For every Klansmen who joined for the opportunity to bully, threaten, and beat blacks, immigrants, and adulterers, there were dozens attracted by these sorts of avenues for communal and civic engagement, for forging business and political connections to other middle-class white people, and for the chance to be publicly proud of being white, Protestant, and a native-born American.

None of which is to suggest that the ideology of intolerance or the racist violence was separable from the forging of community, the charity work, the pride, or the political activism. On the contrary, it was all of a piece, and even Klan members who came to the organization mostly because friends and neighbors encouraged them to do so saw the appeal of white supremacy and understood full well how the appearance of Klansmen in regalia struck fear into large numbers of their fellow Americans.

One factor that helped bring down the Klan was a growing recognition that that fear was legitimate. Presidents Warren Harding and Calvin Coolidge both opposed the Klan, and as the years went on a growing number of public officials and prominent citizens who had joined the Klan as its numbers increased in the early 1920s turned against the organization as it became clear that they had cast their lot less with a salutary fraternal society than with a conspiracy that countenanced sadists and fanatics.

Ultimately, the march in Washington, D.C., in the summer of 1925 would prove to be the symbolic high point of the 1920s Ku Klux Klan. By the end of the decade, its numbers had dwindled practically into insignificance. But it would be a mistake to think that a backlash against the Klan’s violence was the central cause of its demise. The United States was fortunate to have presidents during the 1920s who saw the Klan for the public menace that it was, but the Klan did not disintegrate because of the fundamental liberality of white Americans and the nation’s leaders.
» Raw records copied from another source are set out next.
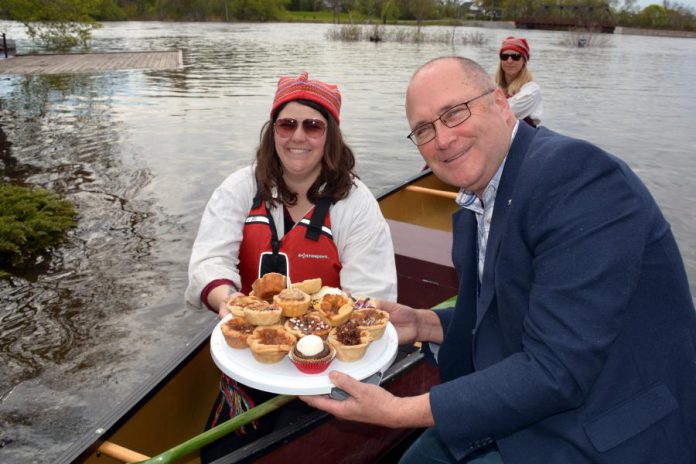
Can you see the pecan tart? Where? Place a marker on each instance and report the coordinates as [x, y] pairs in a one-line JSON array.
[[292, 301], [270, 344], [350, 342], [236, 331]]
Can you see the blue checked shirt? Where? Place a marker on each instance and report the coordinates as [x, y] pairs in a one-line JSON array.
[[483, 209]]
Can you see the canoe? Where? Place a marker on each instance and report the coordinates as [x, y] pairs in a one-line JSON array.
[[172, 407]]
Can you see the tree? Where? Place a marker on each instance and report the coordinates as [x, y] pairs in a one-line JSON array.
[[56, 24]]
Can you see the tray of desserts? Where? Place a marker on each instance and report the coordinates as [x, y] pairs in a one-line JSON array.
[[288, 342]]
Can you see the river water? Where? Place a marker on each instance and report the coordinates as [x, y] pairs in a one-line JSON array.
[[140, 152]]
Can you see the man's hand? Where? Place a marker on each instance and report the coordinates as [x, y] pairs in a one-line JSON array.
[[373, 405], [404, 319], [413, 325]]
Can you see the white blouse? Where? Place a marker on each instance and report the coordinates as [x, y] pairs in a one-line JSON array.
[[359, 230], [527, 102]]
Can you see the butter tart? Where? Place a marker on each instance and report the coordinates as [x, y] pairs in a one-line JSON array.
[[350, 342], [268, 315], [373, 320], [292, 301], [236, 331], [308, 286], [236, 305], [307, 324], [270, 344], [334, 309]]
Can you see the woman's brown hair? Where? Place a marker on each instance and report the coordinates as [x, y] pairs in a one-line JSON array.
[[335, 179]]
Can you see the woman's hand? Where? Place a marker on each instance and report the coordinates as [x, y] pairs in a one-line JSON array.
[[222, 309]]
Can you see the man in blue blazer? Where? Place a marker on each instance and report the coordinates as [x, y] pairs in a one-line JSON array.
[[573, 339]]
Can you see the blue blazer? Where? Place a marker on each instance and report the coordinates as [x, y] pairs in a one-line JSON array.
[[579, 344]]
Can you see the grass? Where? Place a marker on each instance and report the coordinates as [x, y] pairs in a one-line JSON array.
[[31, 222]]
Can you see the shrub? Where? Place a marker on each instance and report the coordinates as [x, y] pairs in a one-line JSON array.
[[31, 221]]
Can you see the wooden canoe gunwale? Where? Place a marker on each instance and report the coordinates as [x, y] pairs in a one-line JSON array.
[[263, 445]]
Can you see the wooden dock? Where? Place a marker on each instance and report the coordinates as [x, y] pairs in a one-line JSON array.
[[90, 62]]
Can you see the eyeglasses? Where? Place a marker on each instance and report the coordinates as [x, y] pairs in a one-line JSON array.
[[286, 127], [450, 118], [514, 56]]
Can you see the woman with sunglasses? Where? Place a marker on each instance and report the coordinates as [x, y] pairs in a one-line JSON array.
[[299, 210], [513, 76]]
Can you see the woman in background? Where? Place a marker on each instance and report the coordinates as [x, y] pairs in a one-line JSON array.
[[514, 77]]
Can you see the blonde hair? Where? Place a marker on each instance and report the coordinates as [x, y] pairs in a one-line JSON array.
[[511, 88]]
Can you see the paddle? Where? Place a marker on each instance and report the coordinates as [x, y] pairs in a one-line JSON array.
[[199, 441]]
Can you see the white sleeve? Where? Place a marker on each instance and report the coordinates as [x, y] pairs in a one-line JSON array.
[[364, 245], [527, 102], [215, 252]]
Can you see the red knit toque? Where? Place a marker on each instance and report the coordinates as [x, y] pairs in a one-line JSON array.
[[517, 45], [301, 88]]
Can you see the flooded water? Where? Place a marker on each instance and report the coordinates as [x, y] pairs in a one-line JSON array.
[[140, 152]]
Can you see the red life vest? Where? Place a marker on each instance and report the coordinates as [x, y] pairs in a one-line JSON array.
[[309, 247]]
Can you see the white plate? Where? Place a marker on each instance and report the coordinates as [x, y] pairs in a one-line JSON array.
[[283, 377]]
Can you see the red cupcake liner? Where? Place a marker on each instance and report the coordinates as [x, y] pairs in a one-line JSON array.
[[313, 366]]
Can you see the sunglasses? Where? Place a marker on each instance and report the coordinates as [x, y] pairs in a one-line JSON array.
[[514, 56], [286, 127]]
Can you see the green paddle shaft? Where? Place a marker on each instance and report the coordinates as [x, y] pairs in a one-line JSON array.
[[199, 441]]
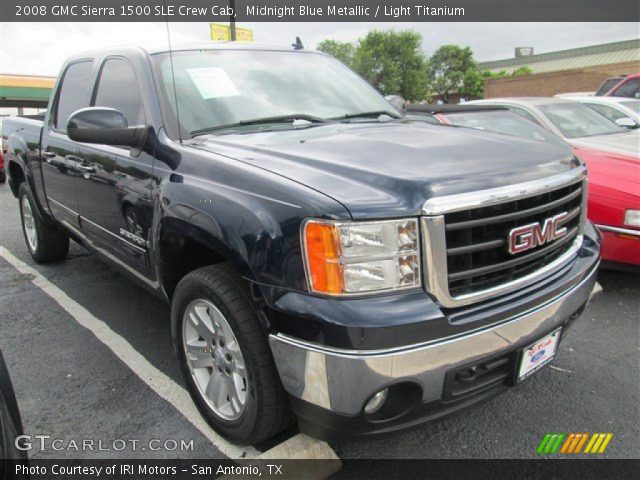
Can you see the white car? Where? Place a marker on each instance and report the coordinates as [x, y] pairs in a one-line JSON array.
[[574, 122], [624, 111]]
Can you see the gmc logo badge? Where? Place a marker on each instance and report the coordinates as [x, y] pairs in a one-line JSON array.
[[533, 235]]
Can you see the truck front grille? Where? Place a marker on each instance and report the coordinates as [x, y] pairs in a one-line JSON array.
[[479, 245], [477, 239]]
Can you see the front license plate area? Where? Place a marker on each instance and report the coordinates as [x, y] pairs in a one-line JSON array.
[[538, 354]]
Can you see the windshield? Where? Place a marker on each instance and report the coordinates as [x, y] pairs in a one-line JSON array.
[[506, 122], [633, 105], [216, 88], [575, 120]]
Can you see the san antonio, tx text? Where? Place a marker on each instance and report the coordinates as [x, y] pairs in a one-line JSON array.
[[119, 469]]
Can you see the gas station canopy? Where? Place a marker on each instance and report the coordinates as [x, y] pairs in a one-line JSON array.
[[25, 90]]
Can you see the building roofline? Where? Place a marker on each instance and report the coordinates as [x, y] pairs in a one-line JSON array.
[[561, 54]]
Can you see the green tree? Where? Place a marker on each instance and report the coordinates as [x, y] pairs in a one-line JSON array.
[[447, 68], [343, 51], [393, 62]]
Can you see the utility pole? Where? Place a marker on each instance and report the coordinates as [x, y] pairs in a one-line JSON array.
[[232, 21]]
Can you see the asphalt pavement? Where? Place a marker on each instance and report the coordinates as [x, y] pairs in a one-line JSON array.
[[96, 362]]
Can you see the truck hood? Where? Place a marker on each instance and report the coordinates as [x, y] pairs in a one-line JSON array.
[[626, 143], [391, 169]]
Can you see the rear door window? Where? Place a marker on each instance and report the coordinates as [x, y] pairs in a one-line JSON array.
[[118, 88], [74, 92]]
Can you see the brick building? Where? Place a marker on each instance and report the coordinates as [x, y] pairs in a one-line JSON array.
[[575, 70]]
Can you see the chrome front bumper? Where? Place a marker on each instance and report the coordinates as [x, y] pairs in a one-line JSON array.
[[342, 381]]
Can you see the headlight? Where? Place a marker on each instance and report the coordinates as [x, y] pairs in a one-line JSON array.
[[632, 218], [357, 257]]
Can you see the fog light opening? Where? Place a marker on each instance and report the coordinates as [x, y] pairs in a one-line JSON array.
[[376, 402]]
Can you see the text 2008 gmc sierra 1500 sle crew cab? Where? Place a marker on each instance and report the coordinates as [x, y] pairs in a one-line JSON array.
[[322, 256]]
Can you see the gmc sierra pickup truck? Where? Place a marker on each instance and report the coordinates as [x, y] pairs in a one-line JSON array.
[[325, 259]]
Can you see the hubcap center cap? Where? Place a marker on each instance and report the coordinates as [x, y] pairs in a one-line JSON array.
[[218, 358]]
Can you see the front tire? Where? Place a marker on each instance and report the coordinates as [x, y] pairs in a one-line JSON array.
[[225, 358], [45, 242]]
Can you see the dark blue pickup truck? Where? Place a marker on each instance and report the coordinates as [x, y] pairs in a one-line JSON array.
[[325, 259]]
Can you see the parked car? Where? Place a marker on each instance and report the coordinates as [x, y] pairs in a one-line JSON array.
[[623, 111], [574, 122], [321, 254], [614, 205], [614, 179], [10, 426], [626, 87], [608, 84]]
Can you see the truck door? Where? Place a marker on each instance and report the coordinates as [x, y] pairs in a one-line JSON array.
[[115, 184], [59, 160]]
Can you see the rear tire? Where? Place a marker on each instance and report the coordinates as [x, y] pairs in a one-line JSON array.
[[210, 304], [45, 242]]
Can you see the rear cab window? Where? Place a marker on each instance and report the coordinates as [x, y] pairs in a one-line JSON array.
[[74, 92]]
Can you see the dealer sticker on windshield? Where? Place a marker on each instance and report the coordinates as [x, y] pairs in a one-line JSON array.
[[538, 354]]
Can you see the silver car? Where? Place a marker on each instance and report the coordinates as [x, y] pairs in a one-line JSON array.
[[574, 122]]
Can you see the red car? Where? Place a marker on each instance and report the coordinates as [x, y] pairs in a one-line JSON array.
[[614, 204], [627, 87], [614, 179]]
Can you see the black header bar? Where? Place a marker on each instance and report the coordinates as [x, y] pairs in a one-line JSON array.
[[320, 10]]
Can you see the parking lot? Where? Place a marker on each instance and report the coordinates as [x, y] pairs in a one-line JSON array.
[[90, 356]]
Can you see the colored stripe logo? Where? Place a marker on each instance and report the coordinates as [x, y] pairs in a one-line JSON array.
[[573, 443]]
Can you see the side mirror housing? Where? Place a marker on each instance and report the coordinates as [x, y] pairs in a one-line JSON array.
[[105, 126], [397, 102], [626, 122]]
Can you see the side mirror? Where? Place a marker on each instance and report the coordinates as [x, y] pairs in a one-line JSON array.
[[104, 126], [626, 122], [397, 102]]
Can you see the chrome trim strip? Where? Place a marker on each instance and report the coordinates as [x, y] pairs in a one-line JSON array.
[[84, 219], [61, 205], [343, 352], [153, 284], [492, 196], [624, 231]]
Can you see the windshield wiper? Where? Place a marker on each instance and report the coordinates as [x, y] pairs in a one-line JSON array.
[[375, 114], [263, 121]]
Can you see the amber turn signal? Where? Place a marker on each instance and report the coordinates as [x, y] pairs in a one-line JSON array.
[[322, 245]]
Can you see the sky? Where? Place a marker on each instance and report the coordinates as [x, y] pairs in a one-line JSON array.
[[40, 48]]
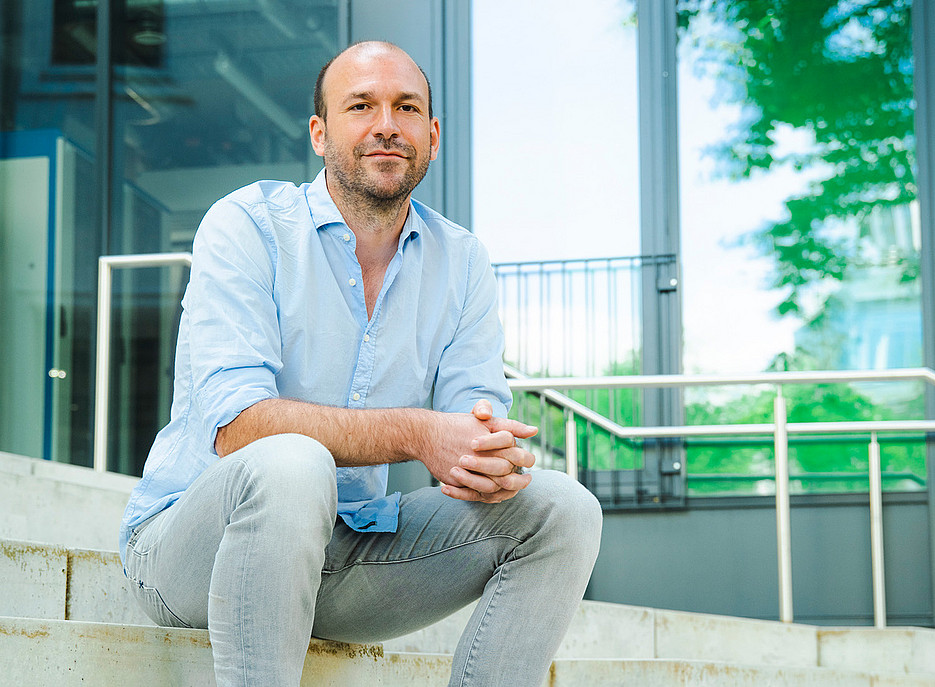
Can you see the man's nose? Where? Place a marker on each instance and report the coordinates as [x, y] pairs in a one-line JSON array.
[[386, 125]]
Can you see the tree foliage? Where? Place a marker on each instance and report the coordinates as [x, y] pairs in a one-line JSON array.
[[840, 70]]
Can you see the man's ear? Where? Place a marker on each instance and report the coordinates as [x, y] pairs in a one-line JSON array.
[[316, 131]]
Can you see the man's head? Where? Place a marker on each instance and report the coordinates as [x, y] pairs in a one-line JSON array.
[[379, 135], [321, 108]]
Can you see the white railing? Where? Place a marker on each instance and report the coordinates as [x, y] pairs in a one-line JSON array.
[[779, 428]]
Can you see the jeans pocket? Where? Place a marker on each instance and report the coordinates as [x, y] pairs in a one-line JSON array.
[[152, 604]]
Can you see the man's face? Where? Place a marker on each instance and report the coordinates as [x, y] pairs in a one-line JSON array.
[[379, 138]]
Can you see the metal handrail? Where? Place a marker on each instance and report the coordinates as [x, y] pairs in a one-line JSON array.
[[106, 265], [780, 429]]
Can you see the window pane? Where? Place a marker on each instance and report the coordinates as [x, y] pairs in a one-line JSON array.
[[555, 129], [47, 199], [800, 229], [208, 97]]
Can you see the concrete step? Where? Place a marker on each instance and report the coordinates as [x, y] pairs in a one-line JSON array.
[[69, 653], [66, 653], [432, 670], [60, 504], [55, 583], [51, 582]]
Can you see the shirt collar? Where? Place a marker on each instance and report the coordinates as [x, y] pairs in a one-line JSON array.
[[325, 212]]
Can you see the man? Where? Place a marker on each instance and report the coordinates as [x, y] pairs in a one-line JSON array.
[[319, 325]]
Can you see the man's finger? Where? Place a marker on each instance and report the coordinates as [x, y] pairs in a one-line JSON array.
[[501, 464], [465, 494], [483, 410], [472, 480], [494, 441], [513, 482], [514, 427]]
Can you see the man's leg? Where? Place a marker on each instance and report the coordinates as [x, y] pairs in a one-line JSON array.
[[528, 559], [241, 553]]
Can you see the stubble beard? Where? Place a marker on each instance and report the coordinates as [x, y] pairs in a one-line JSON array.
[[364, 192]]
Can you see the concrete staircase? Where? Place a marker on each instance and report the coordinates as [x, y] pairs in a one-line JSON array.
[[67, 619]]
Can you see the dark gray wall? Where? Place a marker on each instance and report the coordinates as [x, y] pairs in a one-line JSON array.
[[719, 556], [437, 34]]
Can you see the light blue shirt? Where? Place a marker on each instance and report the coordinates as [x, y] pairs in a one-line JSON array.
[[275, 308]]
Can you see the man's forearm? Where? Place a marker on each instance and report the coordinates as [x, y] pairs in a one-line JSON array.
[[353, 436]]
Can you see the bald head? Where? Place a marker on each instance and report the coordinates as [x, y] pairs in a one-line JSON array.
[[361, 52]]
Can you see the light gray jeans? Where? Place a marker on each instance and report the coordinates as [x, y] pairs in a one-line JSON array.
[[252, 552]]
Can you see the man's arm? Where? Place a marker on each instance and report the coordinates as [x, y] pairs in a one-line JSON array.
[[472, 454]]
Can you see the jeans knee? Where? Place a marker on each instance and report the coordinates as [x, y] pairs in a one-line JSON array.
[[291, 472], [574, 514]]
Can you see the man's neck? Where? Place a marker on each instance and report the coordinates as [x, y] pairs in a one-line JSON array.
[[377, 226]]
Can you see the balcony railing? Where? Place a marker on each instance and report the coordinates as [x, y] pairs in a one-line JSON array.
[[552, 389]]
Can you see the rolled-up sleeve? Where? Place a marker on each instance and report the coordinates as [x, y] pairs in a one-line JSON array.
[[235, 338], [471, 366]]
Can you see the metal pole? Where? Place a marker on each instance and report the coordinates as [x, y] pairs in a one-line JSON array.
[[783, 528], [876, 534], [571, 446], [102, 367]]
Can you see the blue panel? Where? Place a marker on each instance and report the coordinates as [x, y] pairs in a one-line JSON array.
[[41, 143]]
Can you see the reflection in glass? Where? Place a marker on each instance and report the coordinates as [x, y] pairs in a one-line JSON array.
[[797, 181], [207, 97]]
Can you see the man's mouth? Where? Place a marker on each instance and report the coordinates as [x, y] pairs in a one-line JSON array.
[[385, 153]]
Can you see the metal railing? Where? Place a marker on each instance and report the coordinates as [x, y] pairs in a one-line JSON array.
[[780, 428], [106, 265], [548, 388]]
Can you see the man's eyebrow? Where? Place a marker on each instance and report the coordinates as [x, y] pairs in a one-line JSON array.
[[411, 96], [368, 95]]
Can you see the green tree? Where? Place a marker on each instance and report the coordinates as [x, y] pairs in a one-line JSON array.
[[840, 70]]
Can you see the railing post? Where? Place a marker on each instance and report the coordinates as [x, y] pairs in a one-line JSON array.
[[102, 366], [783, 528], [876, 533], [571, 445]]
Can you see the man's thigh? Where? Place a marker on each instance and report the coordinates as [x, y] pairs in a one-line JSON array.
[[381, 585]]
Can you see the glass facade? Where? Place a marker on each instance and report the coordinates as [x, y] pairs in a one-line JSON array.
[[800, 224], [790, 238], [122, 153]]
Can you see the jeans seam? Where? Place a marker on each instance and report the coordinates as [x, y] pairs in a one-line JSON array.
[[243, 581], [423, 556], [472, 652]]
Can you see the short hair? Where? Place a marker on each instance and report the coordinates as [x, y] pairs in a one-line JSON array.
[[319, 97]]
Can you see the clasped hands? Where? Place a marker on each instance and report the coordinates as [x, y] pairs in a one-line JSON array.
[[489, 467]]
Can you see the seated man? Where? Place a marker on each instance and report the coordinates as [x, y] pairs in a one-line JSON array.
[[320, 325]]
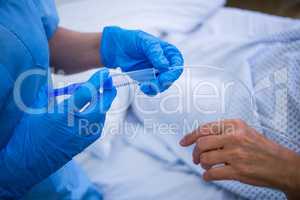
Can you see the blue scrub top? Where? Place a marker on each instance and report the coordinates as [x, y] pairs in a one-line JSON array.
[[25, 28]]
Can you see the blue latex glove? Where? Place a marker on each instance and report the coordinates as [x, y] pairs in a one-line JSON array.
[[43, 143], [133, 50]]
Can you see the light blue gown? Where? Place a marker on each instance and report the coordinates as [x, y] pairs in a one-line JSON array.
[[25, 28]]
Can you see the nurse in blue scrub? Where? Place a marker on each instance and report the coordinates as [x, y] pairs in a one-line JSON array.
[[36, 145]]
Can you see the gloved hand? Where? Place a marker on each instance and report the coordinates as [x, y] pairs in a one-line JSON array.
[[43, 143], [133, 50]]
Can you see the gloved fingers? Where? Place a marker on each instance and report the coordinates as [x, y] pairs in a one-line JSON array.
[[150, 88], [102, 104], [173, 54], [154, 52], [166, 79], [87, 93]]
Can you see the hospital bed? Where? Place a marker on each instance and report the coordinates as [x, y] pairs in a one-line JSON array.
[[131, 165]]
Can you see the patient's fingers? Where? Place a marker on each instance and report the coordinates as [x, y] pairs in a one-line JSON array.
[[196, 155], [213, 128], [225, 172]]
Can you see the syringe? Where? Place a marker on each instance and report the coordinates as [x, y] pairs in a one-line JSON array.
[[119, 80]]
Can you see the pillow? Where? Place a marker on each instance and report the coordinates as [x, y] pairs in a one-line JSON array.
[[155, 16]]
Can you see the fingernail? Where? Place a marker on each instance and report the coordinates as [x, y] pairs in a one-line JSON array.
[[182, 142]]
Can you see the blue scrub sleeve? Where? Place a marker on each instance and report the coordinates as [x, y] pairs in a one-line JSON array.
[[49, 16]]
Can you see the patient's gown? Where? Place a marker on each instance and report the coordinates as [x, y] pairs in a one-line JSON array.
[[146, 166]]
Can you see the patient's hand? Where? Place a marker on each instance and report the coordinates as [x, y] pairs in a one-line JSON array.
[[242, 154]]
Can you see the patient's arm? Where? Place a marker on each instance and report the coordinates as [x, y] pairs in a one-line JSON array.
[[248, 157], [73, 51]]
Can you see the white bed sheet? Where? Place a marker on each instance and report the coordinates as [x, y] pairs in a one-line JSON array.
[[143, 167]]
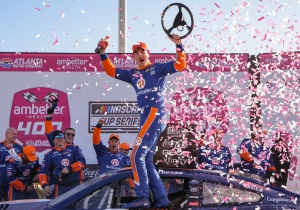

Rather, it went into decline mostly because of its own self-destructiveness, the fierceness and constancy of its opponents, and changing socioeconomic and political contexts that deprived the Klan of much of the energy that had given it life.

Klan leaders notoriously oversaw local and state chapters as dictators and stole funds from organizational treasuries, and the stream of members who left in frustration became a flood by the end of 1925 after the conviction of David Stephenson, the leading Klansmen in Indiana, for murdering a young woman he had also brutally raped. That scandal was shocking to Klan members who valued the group’s alleged commitment to moral integrity, but it was no surprise to the many Protestant ministers, black civil-rights organizations, newspaper editors, and Jewish and Catholic groups who had been vocal and courageous in their opposition to the Klan from the very beginning.

Perhaps most important in bringing down the Klan was that the vision of an America decaying from foreign ideologies, dangerous immigrants, and moral rot never came into being. The post-World War I recession eased and by the middle of the 1920s the American economy boomed again. Labor disputes that Klansmen warned came from Communist agitation faded, black migration proceeded without causing massive unrest and social revolution, immigration restrictions passed in 1924 limited the number of people arriving from eastern Europe, and the age of the flapper moved ahead whether moralists liked it or not.

Amidst it all, white native-born Protestants still retained the lion’s share of the power in the United States, and they did not need the Klan to hold it. Even without the Klan, the nation remained a place where prejudice against ethnic and religious minorities was widespread and where black Americans in particular suffered legalized discrimination and deadly violence.

Still, there was something especially disturbing about a United States in which bigotry’s appeal had become so public and widespread that it could be taken for granted, and where its purveyors could feel entirely comfortable expressing it through such seemingly virtuous activities. In a country that normalized the Ku Klux Klan, it hardly mattered whether every white American felt the organization’s allure. Sizable percentages of them probably wanted nothing to do directly with the Klan at all. But if they were not interested in watching the parade go by, they mostly just looked the other way.